Una evaluación global y detallada no solo permite diseñar estrategias de tratamiento más eficaces, sino que también facilita la identificación de patrones que contribuyen al bienestar o malestar del paciente, sentando las bases para un abordaje más personalizado y efectivo.


Instrumentos de Evaluación

La evaluación del trastorno bipolar en adultos requiere herramientas específicas que identifiquen sus síntomas, severidad y factores asociados. Entre los instrumentos más utilizados destacan los cuestionarios e inventarios, que permiten un diagnóstico y seguimiento más objetivo.

El Mood Disorder Questionnaire (MDQ) es una herramienta ampliamente usada para detectar episodios maníacos o hipomaníacos a lo largo de la vida. Su simplicidad lo hace práctico para identificar posibles casos de trastorno bipolar tipo I, aunque requiere confirmación mediante una entrevista clínica (Hirschfeld et al., 2000).

El Young Mania Rating Scale (YMRS) es esencial para evaluar la gravedad de los episodios maníacos. Este inventario mide el estado de ánimo, la actividad motora y la verborrea, siendo útil para monitorizar la respuesta al tratamiento y ajustar intervenciones (Young et al., 1978). Su aplicación es frecuente en entornos clínicos.

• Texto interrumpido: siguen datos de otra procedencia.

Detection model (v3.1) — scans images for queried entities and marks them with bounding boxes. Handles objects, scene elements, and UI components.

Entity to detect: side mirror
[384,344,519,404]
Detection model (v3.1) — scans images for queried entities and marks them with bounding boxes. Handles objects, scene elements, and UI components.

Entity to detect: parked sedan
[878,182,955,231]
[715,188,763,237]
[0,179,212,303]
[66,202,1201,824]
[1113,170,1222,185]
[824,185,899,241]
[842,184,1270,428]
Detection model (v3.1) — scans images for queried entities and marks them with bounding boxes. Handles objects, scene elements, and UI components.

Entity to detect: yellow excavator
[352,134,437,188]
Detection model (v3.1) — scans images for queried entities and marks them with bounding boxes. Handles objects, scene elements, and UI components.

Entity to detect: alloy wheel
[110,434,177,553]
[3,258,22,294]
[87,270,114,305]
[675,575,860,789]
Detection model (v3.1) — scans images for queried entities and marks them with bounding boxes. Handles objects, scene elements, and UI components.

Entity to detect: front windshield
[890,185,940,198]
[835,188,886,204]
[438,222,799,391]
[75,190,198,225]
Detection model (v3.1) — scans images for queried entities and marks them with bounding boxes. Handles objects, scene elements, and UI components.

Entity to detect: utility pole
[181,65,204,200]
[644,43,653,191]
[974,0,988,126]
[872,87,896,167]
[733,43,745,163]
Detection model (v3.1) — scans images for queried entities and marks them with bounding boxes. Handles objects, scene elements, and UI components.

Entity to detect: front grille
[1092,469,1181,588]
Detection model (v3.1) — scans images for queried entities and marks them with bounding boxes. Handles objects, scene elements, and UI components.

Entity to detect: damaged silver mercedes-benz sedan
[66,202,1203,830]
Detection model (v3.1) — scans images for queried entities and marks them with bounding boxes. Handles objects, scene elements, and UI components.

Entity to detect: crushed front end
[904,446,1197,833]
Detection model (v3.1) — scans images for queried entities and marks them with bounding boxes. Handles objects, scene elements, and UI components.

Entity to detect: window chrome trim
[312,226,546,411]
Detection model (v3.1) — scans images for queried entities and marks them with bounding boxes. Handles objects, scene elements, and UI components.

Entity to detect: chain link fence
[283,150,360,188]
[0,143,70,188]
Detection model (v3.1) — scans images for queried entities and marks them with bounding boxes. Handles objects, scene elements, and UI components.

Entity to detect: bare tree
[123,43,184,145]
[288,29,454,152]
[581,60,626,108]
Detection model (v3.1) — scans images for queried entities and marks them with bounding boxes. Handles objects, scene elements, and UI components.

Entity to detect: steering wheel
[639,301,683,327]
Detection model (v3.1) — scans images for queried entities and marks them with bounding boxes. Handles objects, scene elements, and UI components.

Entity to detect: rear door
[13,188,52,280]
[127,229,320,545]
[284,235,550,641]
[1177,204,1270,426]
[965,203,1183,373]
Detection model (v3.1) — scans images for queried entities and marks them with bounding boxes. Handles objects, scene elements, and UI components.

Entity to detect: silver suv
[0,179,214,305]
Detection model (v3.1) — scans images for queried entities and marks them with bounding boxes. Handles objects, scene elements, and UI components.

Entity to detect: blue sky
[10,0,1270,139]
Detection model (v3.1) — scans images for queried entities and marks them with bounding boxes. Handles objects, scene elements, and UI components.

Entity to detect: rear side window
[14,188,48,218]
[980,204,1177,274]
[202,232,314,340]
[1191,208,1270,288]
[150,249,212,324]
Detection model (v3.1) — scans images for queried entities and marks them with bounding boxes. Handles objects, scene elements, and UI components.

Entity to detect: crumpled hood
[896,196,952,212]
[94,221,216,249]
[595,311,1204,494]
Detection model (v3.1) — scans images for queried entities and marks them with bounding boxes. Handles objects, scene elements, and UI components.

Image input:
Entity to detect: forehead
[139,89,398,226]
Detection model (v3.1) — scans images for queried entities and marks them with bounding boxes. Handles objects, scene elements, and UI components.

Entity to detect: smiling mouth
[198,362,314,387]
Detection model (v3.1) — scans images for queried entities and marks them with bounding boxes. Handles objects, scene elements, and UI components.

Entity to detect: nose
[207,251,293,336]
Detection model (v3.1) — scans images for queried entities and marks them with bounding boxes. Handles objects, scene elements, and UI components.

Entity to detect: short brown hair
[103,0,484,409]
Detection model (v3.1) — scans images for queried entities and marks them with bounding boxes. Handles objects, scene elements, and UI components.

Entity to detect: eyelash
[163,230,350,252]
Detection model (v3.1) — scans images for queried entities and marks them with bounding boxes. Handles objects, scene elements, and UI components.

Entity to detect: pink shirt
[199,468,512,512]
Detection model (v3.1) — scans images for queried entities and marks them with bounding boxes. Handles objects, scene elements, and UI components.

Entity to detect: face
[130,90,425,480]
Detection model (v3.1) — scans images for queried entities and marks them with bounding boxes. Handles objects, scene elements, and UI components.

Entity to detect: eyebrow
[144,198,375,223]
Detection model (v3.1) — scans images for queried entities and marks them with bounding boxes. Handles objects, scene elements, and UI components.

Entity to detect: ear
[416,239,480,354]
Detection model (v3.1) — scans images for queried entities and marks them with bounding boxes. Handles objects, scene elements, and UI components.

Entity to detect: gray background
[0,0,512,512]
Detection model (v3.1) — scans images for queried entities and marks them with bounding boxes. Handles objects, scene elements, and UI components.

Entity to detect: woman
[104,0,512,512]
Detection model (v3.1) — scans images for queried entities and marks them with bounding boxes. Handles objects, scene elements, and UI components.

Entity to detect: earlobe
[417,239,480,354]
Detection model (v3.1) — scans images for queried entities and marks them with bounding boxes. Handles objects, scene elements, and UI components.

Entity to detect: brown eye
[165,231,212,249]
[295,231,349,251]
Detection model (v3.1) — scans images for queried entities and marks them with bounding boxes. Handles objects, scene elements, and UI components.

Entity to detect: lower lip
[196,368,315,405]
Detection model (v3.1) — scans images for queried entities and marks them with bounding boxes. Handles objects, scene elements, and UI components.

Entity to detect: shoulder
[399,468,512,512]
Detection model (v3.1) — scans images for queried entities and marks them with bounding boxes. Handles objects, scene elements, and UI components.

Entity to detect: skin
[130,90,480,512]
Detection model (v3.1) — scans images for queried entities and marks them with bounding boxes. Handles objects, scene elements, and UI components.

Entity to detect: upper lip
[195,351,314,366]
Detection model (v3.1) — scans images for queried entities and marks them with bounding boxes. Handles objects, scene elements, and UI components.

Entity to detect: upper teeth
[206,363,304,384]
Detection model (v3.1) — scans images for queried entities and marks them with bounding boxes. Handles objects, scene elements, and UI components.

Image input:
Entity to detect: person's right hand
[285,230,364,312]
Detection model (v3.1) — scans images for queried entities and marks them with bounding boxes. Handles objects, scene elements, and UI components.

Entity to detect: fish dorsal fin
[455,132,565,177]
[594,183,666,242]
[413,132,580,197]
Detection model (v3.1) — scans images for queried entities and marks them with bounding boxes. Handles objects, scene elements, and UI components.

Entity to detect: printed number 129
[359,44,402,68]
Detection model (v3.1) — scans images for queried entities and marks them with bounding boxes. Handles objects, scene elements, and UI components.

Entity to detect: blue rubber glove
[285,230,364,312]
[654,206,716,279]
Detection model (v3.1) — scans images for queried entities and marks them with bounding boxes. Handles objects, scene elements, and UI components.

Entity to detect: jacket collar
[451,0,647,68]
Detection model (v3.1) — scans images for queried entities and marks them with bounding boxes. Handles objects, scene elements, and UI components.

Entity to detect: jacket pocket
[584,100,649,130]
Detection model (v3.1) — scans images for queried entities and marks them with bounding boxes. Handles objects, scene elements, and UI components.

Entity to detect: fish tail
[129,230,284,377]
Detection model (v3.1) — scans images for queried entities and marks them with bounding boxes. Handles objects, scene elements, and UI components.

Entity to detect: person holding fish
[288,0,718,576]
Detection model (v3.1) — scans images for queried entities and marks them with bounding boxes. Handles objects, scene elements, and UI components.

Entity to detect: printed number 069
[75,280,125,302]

Para los episodios depresivos, el Beck Depression Inventory-II (BDI-II) es una herramienta eficaz que mide la intensidad de los síntomas depresivos. Aunque no es exclusivo para el trastorno bipolar, resulta valioso para adultos con esta condición (Beck et al., 1996).

Además, cuestionarios sobre estrés, sueño y consumo de sustancias son imprescindibles, ya que estos factores influyen en la evolución del trastorno (Grande et al., 2016). La integración de herramientas estandarizadas con una evaluación clínica minuciosa asegura un abordaje más completo y personalizado.

Estos instrumentos no solo facilitan el diagnóstico, sino también el diseño de tratamientos adaptados a las necesidades específicas de cada paciente, mejorando su pronóstico y calidad de vida.


Tratamientos Psicológicos

Los tratamientos psicológicos del trastorno bipolar en adultos están bien establecidos y son esenciales para mejorar la calidad de vida de quienes lo padecen. Entre las terapias con mayor respaldo científico destacan la psicoeducación, la terapia marital y familiar y la terapia cognitivo-conductual (TCC) (Becoña et al., 2001; Lolich et al., 2012).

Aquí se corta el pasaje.